Encounter at the End of the World
/ Glazes applied on series of bowls, created from forgotten local materials of Arita town in Japan
Arita is a small town in western Saga prefecture on Kyushu that is famous throughout Japan for its pottery, known as Arita-yaki. The history of Arita-yaki dates back about 400 years, when Toyotomi Hideyoshi attempted to invade Korea and brought several highly skilled Korean craftsmen to Japan. In 1616 one of these craftsmen discovered kaolin, the rock required for the making of porcelain. Consequently, Arita became the first place of porcelain production in Japan. Nowadays most of the materials are imported. During her stay in Arita Agne Kucerenkaite was researching the history of Arita-yaki and collected local raw materials used in ceramic making. She was experimenting with those materials to create own unique porcelain clay and glazes. Research was applied on series of bowls, inspired by Japanese shapes and was executed by the local craftsman. Every piece is slightly different duo to the hand work and limited control of the raw materials, reflecting Japanese Wabi-sabi principle of imperfection. This project shows new possibilities using just local materials and importance of collaboration between craft and design, East and West.
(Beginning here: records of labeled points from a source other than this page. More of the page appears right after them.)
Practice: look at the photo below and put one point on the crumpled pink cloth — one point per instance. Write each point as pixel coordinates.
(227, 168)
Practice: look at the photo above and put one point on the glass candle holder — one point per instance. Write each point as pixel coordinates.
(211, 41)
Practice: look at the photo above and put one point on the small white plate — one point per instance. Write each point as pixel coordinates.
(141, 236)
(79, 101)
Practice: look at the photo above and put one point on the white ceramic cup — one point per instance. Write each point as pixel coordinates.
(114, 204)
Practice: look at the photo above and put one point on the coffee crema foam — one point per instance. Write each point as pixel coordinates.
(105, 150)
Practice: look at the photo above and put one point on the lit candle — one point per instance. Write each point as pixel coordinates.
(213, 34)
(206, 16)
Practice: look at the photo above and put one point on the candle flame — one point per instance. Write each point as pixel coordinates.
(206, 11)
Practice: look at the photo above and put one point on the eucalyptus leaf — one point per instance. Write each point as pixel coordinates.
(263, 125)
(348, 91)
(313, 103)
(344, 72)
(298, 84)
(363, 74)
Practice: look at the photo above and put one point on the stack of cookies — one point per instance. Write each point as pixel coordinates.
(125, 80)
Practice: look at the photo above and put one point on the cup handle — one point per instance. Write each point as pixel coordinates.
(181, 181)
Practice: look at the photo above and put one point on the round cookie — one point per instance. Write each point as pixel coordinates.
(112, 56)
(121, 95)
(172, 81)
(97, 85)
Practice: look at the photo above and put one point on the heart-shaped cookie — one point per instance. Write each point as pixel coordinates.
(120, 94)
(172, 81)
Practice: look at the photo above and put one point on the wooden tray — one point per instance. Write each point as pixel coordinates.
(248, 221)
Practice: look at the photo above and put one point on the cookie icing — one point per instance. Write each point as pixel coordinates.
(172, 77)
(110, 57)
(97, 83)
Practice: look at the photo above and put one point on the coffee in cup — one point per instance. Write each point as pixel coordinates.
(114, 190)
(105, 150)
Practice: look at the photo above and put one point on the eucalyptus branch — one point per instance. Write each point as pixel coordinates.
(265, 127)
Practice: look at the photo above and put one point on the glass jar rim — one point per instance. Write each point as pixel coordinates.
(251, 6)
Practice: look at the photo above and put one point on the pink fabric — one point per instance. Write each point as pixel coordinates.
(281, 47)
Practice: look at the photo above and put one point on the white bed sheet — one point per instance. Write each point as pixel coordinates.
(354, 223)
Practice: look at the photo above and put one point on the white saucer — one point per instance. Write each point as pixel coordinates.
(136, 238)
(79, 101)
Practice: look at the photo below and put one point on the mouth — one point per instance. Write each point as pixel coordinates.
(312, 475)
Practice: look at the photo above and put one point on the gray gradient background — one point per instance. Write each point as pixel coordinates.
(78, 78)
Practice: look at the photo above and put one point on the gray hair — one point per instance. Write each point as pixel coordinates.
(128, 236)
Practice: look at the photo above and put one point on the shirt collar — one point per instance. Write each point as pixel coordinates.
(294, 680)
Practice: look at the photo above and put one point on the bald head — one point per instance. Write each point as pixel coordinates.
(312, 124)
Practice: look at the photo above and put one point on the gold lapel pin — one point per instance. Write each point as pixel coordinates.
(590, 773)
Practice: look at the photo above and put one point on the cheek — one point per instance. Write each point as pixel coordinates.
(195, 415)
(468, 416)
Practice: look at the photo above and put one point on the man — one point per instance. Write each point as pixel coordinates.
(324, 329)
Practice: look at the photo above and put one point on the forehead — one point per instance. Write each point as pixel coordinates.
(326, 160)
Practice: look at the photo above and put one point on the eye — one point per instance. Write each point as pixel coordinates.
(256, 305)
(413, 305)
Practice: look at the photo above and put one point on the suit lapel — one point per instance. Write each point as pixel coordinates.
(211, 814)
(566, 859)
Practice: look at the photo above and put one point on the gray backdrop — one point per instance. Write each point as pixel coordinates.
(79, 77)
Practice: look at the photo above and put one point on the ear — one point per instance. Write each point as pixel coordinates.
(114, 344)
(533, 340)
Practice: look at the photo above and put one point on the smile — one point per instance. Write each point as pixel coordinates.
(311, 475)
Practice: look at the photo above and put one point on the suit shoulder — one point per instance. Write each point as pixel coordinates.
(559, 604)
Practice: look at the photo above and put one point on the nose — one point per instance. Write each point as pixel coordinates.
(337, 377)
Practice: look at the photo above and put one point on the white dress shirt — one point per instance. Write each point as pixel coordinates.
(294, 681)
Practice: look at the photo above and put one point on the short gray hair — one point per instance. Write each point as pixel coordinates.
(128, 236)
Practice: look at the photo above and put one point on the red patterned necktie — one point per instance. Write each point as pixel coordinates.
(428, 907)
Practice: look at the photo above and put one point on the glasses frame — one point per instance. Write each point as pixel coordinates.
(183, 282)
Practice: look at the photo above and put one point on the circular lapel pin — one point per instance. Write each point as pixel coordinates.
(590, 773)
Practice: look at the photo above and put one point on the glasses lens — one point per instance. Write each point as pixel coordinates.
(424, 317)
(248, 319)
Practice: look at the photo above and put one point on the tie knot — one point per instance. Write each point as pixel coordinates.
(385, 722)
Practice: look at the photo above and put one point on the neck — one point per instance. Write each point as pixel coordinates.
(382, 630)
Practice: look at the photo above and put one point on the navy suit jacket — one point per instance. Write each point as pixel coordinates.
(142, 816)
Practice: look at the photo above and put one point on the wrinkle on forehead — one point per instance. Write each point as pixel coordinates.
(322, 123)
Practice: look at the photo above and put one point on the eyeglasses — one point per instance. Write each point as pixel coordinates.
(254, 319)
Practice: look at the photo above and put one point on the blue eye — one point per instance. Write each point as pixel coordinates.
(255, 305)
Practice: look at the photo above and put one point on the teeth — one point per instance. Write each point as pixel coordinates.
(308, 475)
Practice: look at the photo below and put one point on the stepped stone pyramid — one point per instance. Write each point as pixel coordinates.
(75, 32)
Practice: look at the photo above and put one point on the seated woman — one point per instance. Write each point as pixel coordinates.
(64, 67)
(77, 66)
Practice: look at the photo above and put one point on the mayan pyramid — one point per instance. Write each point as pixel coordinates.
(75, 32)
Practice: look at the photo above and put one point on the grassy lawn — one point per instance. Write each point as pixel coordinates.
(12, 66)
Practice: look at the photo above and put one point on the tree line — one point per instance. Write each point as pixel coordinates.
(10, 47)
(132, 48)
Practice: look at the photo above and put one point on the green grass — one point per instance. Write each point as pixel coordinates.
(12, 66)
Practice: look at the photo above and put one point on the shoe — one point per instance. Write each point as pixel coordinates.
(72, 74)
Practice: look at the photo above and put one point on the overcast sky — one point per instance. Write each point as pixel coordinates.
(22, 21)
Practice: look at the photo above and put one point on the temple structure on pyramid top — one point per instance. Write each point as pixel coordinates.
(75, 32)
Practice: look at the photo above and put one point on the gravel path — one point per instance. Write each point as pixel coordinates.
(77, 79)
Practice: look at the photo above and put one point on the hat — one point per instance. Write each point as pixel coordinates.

Wooden Objects For Human Well Being
/ Sauna objects with revealed wood grain serving functionality
In Lithuania sauna has deep traditions and is a must for a man’s well being. It relieves stress, relaxes muscles, flushes toxins, cleanses the skin, improves cardiovascular performance, boosts your immune system. List is endless. Sandblasting is an interesting technique, which reveals structure of the grains by removing soft part of the wood. By using this technique Agne Kucerenkaite created series of functional sauna and after sauna objects for man’s well being: massage slippers, body massagers and scrubs, soap holder, comb and a cup with a reduced surface against heat. Sandblasting technique becomes not just a visual element, but gives functionality to the object.